Gale Huntington Preserves Songs of Whaling Era
By MARK ALAN LOVEWELL
E. Gale Huntington, the late Vineyard fisherman, farmer, school teacher and historian, is regarded as an icon in many circles, especially among folk musicians and those who are interested in maritime lore.
Though he died in 1993, Mr. Huntington's collection of sea chanteys - the 328-page Songs the Whalemen Sang - remains a landmark work, preserving the melodies of a bygone era and also giving insight into the lives of the whalemen of the 1700s and 1800s. It was first published in 1964, and has been out of print for years.
Now Mystic Seaport in Connecticut, the premiere East Coast maritime museum, has republished the book with the blessing of the author's daughter, Emily Huntington Rose.
Mr. Huntington's contribution to the history and music of this region is as significant as Alan Lomax's collection of American Ballads and Folk Songs, which has been republished many times.
In the whaling era, thousands of ships traveled the seas, principally hailing from New Bedford, Nantucket and Martha's Vineyard. The songs of that time are as valuable to understanding the region's maritime heritage as the old white clapboard homes of the whaling captains that stand on North Water street in Edgartown, or the scrimshaw that resides on museum shelves. They were borne of a life spent at sea; the men were often away from home for years at a time. To fill their day they told stories and sang songs.
Mr. Huntington wrote: "Music . . . was one of the very few real pleasures that the whalemen had. Often the food was very bad, sometimes the officers were cruel and brutal, and always the work was dangerous and hard. Add to that the fact that home and everything that home stood for might be thousands of miles, and years away, too, and you will see why most of the whalemen sang, and why some few of them recorded the songs that they sang and loved."
Many of the songs were work songs, used to bring the crew together to haul, pull or push something too big to manage without coordinated effort. Songs were used to bring up the anchor or to raise sail.
The new edition of Songs the Whalemen Sang includes an introduction by Rick Spencer, a chanteyman and member of the music staff of Mystic Seaport. In it, Mr. Spencer explains how Mr. Huntington's interest in sea chanteys was peaked. It begins:
"You hold in your hands the fruits of the labor of many other hands, as well as a marvelously interesting story. It begins, as many stories do, in the middle. The year was 1954. The place was Tisbury High School in the town of Vineyard Haven on the Island of Martha's Vineyard, Massachusetts. One of the teachers was in the habit of including local history in his lessons, and his students had taken an interest in the whaling heritage of the Island. A young woman in the class mentioned that her father had found the logbook of a whaleman in the local dump, and she offered to bring it to class.

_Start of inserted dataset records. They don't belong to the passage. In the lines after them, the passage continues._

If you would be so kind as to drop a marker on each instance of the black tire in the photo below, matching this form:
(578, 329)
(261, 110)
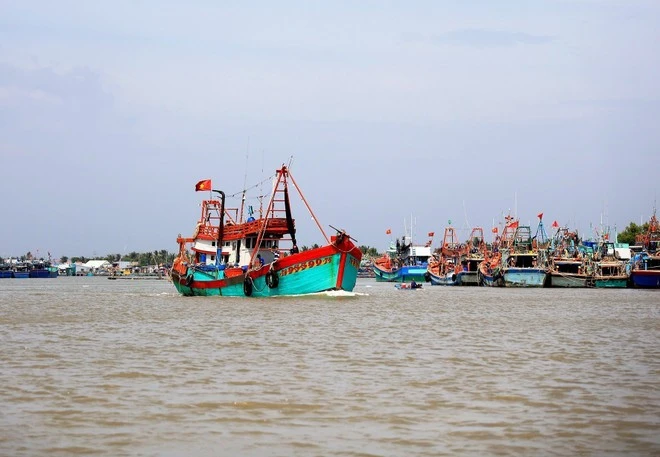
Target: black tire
(247, 286)
(272, 279)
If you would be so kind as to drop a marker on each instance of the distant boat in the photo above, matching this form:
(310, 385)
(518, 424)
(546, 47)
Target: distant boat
(5, 271)
(235, 257)
(474, 255)
(444, 267)
(403, 261)
(21, 270)
(645, 271)
(43, 269)
(568, 264)
(490, 271)
(522, 262)
(608, 267)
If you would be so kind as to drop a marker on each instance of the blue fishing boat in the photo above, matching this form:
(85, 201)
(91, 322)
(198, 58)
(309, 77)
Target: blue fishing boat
(444, 267)
(569, 265)
(472, 258)
(5, 271)
(232, 256)
(43, 269)
(523, 264)
(21, 270)
(645, 266)
(403, 261)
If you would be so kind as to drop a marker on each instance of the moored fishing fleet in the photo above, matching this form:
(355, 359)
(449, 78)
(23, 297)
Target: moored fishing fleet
(522, 257)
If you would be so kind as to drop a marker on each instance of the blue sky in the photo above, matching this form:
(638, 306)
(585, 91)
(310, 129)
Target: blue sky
(110, 112)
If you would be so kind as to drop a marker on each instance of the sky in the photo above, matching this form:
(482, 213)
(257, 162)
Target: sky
(400, 115)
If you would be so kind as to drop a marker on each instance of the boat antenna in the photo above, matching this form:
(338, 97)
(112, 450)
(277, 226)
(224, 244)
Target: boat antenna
(467, 223)
(247, 156)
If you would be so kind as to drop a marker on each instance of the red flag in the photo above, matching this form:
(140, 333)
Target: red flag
(204, 184)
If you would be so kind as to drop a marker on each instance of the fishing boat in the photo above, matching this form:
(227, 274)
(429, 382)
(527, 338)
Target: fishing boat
(444, 267)
(43, 269)
(403, 261)
(21, 270)
(474, 254)
(405, 286)
(5, 271)
(645, 271)
(523, 262)
(230, 256)
(490, 271)
(568, 265)
(608, 264)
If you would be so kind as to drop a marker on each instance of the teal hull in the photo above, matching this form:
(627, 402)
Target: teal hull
(611, 283)
(308, 276)
(404, 274)
(524, 277)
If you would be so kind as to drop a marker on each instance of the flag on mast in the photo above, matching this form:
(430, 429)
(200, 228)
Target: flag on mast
(204, 184)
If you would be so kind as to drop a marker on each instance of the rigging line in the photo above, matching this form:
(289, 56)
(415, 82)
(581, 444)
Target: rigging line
(254, 186)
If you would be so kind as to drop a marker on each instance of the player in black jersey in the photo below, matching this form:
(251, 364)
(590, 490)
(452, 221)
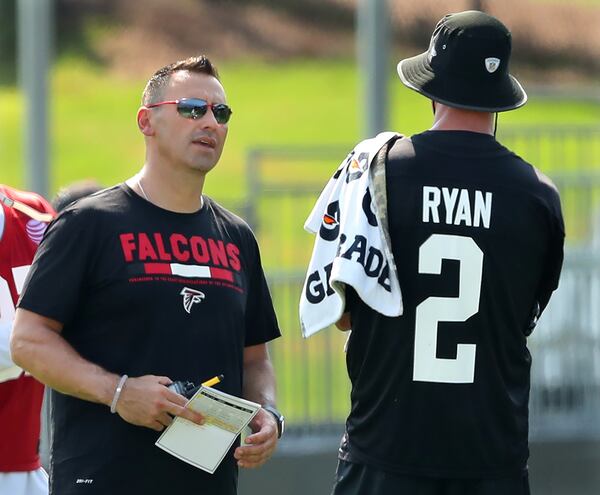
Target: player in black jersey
(146, 283)
(440, 394)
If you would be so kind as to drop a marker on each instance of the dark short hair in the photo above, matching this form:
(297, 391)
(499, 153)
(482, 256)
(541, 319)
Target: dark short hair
(154, 88)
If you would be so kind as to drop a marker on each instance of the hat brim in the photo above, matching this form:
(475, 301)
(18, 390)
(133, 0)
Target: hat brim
(499, 96)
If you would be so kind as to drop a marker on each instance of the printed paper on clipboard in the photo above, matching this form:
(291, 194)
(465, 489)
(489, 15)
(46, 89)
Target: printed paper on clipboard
(205, 446)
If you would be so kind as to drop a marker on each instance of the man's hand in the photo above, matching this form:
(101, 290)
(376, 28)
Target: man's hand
(259, 446)
(146, 401)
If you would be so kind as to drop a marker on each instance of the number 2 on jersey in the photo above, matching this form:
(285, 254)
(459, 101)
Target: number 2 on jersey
(427, 366)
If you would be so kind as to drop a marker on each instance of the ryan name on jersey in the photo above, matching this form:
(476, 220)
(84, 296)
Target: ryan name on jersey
(454, 206)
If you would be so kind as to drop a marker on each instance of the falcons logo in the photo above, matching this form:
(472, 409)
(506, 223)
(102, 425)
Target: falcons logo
(191, 297)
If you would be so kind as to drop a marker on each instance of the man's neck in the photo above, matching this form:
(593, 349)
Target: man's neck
(456, 119)
(180, 192)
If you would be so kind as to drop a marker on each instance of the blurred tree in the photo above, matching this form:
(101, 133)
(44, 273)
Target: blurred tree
(8, 43)
(70, 18)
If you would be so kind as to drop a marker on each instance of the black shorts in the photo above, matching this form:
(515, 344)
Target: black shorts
(359, 479)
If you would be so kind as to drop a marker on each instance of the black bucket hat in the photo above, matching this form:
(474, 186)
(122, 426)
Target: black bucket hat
(466, 65)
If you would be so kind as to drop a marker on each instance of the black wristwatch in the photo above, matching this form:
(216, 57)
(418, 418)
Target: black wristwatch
(278, 418)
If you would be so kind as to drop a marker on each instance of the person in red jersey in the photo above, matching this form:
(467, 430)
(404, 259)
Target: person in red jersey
(21, 230)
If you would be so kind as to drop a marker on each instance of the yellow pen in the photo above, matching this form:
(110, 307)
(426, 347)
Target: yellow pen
(213, 381)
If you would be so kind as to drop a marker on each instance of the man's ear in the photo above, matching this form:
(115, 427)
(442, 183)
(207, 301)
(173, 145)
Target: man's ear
(144, 123)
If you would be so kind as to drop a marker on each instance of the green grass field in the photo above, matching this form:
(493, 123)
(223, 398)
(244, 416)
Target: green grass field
(93, 131)
(300, 104)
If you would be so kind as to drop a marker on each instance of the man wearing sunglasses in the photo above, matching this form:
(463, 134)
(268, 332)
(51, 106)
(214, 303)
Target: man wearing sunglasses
(146, 283)
(440, 394)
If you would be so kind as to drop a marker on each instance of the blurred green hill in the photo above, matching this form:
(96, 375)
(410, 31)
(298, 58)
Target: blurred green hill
(556, 40)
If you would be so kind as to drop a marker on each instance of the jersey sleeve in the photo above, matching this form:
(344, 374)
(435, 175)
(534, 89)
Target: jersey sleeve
(261, 322)
(555, 252)
(60, 267)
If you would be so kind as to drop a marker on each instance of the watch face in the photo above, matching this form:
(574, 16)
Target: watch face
(278, 418)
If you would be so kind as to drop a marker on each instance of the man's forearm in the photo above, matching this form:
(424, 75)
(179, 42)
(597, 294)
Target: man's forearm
(45, 354)
(5, 359)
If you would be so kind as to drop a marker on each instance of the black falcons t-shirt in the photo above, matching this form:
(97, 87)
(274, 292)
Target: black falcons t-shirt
(477, 235)
(142, 290)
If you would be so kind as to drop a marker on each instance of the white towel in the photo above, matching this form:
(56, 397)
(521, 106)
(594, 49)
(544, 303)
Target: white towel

"The teacher was Gale Huntington. The student was Joany Merry. The whaleman was Sam Mingo."
The introduction continues:
"Sam Mingo had begun his journal in 1879. . . . Sam was a Native-American from the Vineyard, and he had signed on the bark Andrew Hicks as the fourth mate for a two-year voyage in the Atlantic. He liked music, and in addition to his personal observations Sam included in his journal the lyrics to some of his favorite songs. Gale Huntington found the journal interesting, but he found the songs fascinating."
In the ensuing years Mr. Huntington gathered sea chanteys from whalemen's journals and log books, going through the collections of all the region's important maritime museums and libraries. In total, Mr. Huntington assembled 175 songs.
Some of the songs hit close to home. One, from the 1859 log of the whaling ship Ocean Rover, begins: "I will sing a little rhyme as I have a little time, about the meanest ship afloat in creation. Her name it is the Mitchell, from Edgartown did sail. And they fitted her out to go to Desolation."
The song refers to Desolation Island, an island near the Antarctic.
There are familiar folksongs within the book, such as The Lily of the West and The Pride of Kildare, considered popular standards among those who love Celtic music today. Mr. Huntington wrote that sailors of the world sang a lot of songs that were popular for the day; there is even a chapter called Parlor Songs That Went to Sea.
The new publishers have added an index which lists all the songs alphabetically by name, an improvement for the singer who is searching for a favorite.
And still: the story of Mr. Huntington's life and work is not finished. Years before she died, his wife Mildred Huntington gave a copy of an unpublished manuscript called The Gam to sea chantey singer Geoff Kaufman of New London, Conn. As a result of Mr. Kaufman's advocacy, Mystic Seaport now has promised to publish the book, considered a significant sequel to Songs the Whalemen Sang.
The value of books like these does not diminish with age - they increase. All of the works of Mr. Huntington, and those like him, give flesh and life to this community's forebears. The more this Island changes with the times, the more people ask about who was here before.
Vineyard sailors from these wooden ships traveled the world. They traveled to Hawaii, Alaska and New Zealand and everywhere in between. In the mid-1800s, the Vineyard was connected to the rest of the world more than most communities of the day. That story can be retold for generations to come.